Equifax Hack Slams Already-Struggling Store-Branded Credit-Card Lenders

Saturday, September 16, 2017
By Paul Martin

by Tyler Durden
ZeroHedge.com
Sep 16, 2017

Equifax’s disclosure that hackers had absconded with the personal data of 143 million Americans after exploiting a vulnerability in the company’s cyber defenses that was largely the result of negligence has sent its shares spiraling 37% lower. And now, Bloomberg is warning that the shares of certain troubled lenders – which have already largely underperformed this year – may also be vulnerable as the fallout from the hack works its way through the US economy.

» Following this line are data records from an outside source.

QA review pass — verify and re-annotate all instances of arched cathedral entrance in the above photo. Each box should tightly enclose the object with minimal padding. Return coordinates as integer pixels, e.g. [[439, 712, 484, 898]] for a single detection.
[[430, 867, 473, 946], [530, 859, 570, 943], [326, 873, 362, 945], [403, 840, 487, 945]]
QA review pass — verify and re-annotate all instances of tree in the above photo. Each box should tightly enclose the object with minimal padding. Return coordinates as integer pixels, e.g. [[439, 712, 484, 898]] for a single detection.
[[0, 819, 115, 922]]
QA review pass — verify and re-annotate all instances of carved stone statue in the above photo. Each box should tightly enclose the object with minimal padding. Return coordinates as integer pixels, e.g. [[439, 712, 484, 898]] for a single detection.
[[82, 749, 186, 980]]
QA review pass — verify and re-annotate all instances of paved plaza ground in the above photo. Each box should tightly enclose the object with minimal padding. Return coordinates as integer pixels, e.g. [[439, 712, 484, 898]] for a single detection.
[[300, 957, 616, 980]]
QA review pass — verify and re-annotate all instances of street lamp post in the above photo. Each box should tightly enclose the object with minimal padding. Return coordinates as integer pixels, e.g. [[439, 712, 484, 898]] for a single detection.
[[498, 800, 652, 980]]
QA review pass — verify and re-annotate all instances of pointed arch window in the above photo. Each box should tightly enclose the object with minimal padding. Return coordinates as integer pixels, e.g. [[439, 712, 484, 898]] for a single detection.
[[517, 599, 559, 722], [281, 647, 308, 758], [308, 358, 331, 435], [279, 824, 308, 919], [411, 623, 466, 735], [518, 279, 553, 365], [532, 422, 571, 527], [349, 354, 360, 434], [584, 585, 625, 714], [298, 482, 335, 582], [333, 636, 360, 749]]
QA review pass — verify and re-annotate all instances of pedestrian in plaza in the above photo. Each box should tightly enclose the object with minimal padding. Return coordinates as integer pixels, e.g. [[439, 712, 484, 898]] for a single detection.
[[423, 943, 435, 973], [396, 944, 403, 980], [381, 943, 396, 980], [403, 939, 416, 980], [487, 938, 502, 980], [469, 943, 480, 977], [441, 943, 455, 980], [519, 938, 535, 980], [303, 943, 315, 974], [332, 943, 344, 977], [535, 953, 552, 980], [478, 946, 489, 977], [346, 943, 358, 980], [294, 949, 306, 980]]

Consumers who’ve learned that their data were potentially compromised are rushing to freeze their credit, creating a major problem for lenders like Synchrony Financial and Alliance Data who specialize in retailer partnerships that offer store-branded credit cards – a once-lucrative business that has struggled as same-store sales and a flurry of bankruptcies have beset the retail sector.

“Equifax Inc.’s massive data breach could make an already tough market outlook even more daunting for the firms behind Gap Inc.’s and Ann Taylor’s store-branded credit cards.

Those retailers’ banking partners, including Synchrony Financial and Alliance Data Systems Corp., could see account originations fall off a cliff if consumers freeze their credit to protect themselves from fraud. Consumers have to take extra steps – including calling the credit bureau, going online or paying fees – to lift a block and get a new card.

“If people are defaulting to credit freezes, then if you’re a Macy’s retailer trying to sell credit cards, you can’t get that done at the point of sale,” said Vincent Caintic, an analyst at Stephens Inc.

“It could become a regular thing, these freezes. It does slow down the origination process and it’s probably going to increase acquisition costs.”

While the lenders declined to discuss any potential repercussions from the Equifax hack, the Bloomberg reporter noted that Synchrony has said it receives just 40% of its applications on the web – meaning its credit-card business is inextricably exposed to the many problems of America’s troubled retailers.